The Spinniest Silicone In The World

In 2018 we were amazed by the magic of quantum wizards from Purdue University that span a nanoparticle in the shape of a dumbbell to the extreme speed of sixty billion RPM (Revolutions Per Second). But Tongcang Li and his colleagues are not sleeping and decided to spin their nanoparticles even faster.

With essentially the same approach they broke their own world record by spinning the particle five times as fast than previously. Their nanoparticles made from silicon dioxide were spinning at an awesome speed of over 300 billion RPM (5GHz). Just in comparison – dental drill spin at a measly five hundred thousand RPM and the fastest spinning natural objects – pulsars – are capable of reaching around forty-three thousand RPM.

Lasers Or The Sun - It's All The Same

To get the nanoparticle spinning as extremely fast you need to have a powerful laser. First of the lasers hold the particle in place while the second one spins it. When the photons from the laser hit the nanoparticle they push on it with radiation pressure. This pressure is negligible and too weak to have any effect under normal circumstances. But in a vacuum and with such a tiny particle everything changes and the photons spin the nanoparticle to ultimate speeds.

The light-sail engine works very similarly and one day it could get our probes and even ships to other star systems. As Johannes Kepler noticed in the seventeenth century – the tail of comets always aim away from the Sun. This is because of the pressure of solar radiation. The same mechanism is used by Li's team just instead of the Sun and comets they use lasers and nanoparticles.

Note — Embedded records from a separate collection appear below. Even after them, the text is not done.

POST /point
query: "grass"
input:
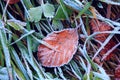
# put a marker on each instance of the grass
(20, 37)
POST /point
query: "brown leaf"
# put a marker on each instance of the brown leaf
(12, 1)
(98, 26)
(65, 45)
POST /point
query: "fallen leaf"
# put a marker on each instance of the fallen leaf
(64, 43)
(12, 1)
(98, 26)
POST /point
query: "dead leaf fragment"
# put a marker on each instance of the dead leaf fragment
(98, 26)
(12, 1)
(65, 45)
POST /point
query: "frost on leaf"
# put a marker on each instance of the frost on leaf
(65, 45)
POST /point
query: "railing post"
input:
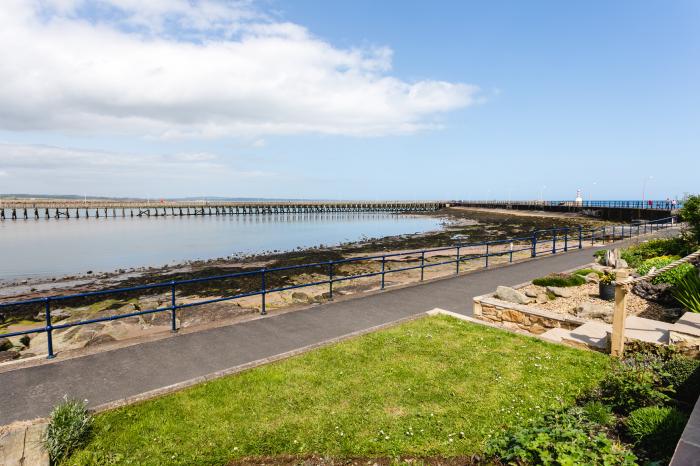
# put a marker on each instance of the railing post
(263, 309)
(511, 252)
(617, 340)
(49, 329)
(330, 279)
(173, 308)
(383, 268)
(422, 264)
(457, 268)
(580, 236)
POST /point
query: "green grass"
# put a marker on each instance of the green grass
(560, 279)
(435, 386)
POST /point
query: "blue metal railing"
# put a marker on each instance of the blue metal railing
(630, 204)
(554, 240)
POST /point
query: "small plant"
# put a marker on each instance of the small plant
(672, 276)
(635, 382)
(687, 291)
(559, 438)
(69, 428)
(656, 428)
(635, 255)
(599, 413)
(608, 278)
(561, 280)
(683, 374)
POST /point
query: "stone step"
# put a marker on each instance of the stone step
(650, 331)
(589, 335)
(689, 323)
(555, 334)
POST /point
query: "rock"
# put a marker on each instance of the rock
(99, 339)
(593, 311)
(5, 344)
(560, 292)
(511, 295)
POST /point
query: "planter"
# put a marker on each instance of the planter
(607, 291)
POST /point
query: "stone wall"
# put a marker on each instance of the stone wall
(516, 316)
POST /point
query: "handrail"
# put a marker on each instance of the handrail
(561, 238)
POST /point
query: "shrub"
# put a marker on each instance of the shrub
(672, 276)
(635, 382)
(690, 213)
(563, 280)
(656, 428)
(558, 438)
(635, 255)
(687, 291)
(69, 428)
(683, 374)
(608, 278)
(598, 413)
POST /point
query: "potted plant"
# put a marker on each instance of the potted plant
(606, 286)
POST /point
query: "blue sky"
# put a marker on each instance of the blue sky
(357, 99)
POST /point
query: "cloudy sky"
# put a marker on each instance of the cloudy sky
(350, 99)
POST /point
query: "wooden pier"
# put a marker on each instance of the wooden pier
(75, 209)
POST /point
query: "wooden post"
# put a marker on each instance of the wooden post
(617, 344)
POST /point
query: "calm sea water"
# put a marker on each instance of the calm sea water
(35, 248)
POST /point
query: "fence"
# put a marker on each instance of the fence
(631, 204)
(540, 242)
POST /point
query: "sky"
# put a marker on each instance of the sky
(353, 99)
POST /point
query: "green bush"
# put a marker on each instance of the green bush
(635, 382)
(635, 255)
(672, 277)
(656, 428)
(683, 374)
(687, 291)
(560, 438)
(562, 280)
(69, 428)
(690, 213)
(599, 413)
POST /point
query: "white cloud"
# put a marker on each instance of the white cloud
(50, 169)
(178, 68)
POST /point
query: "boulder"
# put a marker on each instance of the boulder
(559, 291)
(511, 295)
(5, 344)
(593, 311)
(660, 293)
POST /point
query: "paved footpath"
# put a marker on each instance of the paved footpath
(105, 377)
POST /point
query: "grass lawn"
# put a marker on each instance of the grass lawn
(436, 386)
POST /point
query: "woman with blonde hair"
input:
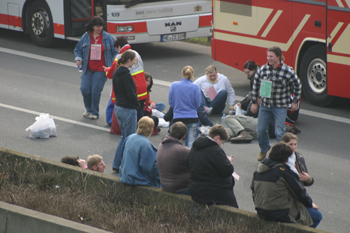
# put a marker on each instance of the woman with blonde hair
(296, 161)
(138, 165)
(185, 99)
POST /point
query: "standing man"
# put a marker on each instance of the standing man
(137, 73)
(215, 89)
(275, 82)
(211, 180)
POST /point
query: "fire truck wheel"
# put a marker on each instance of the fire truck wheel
(40, 24)
(313, 75)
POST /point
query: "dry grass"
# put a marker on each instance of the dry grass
(29, 184)
(200, 40)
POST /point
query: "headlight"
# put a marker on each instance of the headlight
(128, 28)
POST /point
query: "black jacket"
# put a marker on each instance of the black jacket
(279, 195)
(211, 180)
(124, 89)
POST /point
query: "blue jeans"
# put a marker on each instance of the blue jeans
(315, 215)
(91, 86)
(218, 104)
(127, 119)
(265, 114)
(192, 134)
(160, 106)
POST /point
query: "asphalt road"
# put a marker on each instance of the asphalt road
(35, 80)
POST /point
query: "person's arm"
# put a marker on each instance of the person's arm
(78, 51)
(148, 162)
(198, 97)
(298, 188)
(203, 117)
(297, 91)
(221, 163)
(110, 70)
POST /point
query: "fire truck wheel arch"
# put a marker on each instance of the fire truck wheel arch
(313, 74)
(40, 24)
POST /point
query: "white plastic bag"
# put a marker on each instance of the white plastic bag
(43, 127)
(157, 113)
(238, 110)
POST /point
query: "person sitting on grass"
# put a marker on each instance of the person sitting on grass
(138, 163)
(172, 161)
(75, 161)
(278, 193)
(95, 163)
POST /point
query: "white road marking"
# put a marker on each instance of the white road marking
(155, 81)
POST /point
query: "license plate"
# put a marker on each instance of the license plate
(172, 37)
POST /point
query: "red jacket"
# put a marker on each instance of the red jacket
(136, 71)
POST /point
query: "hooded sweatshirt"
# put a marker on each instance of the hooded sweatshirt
(279, 195)
(172, 161)
(211, 180)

The researchers are convinced that one day their system will detect vacuum friction and other quantum phenomena including nanoscale magnetism. But when it comes to vacuum friction it should be connected to virtual photons that should be constantly appearing and disappearing according to quantum mechanics. These “spectral” photons should affect the objects around them just as regular photons affect them.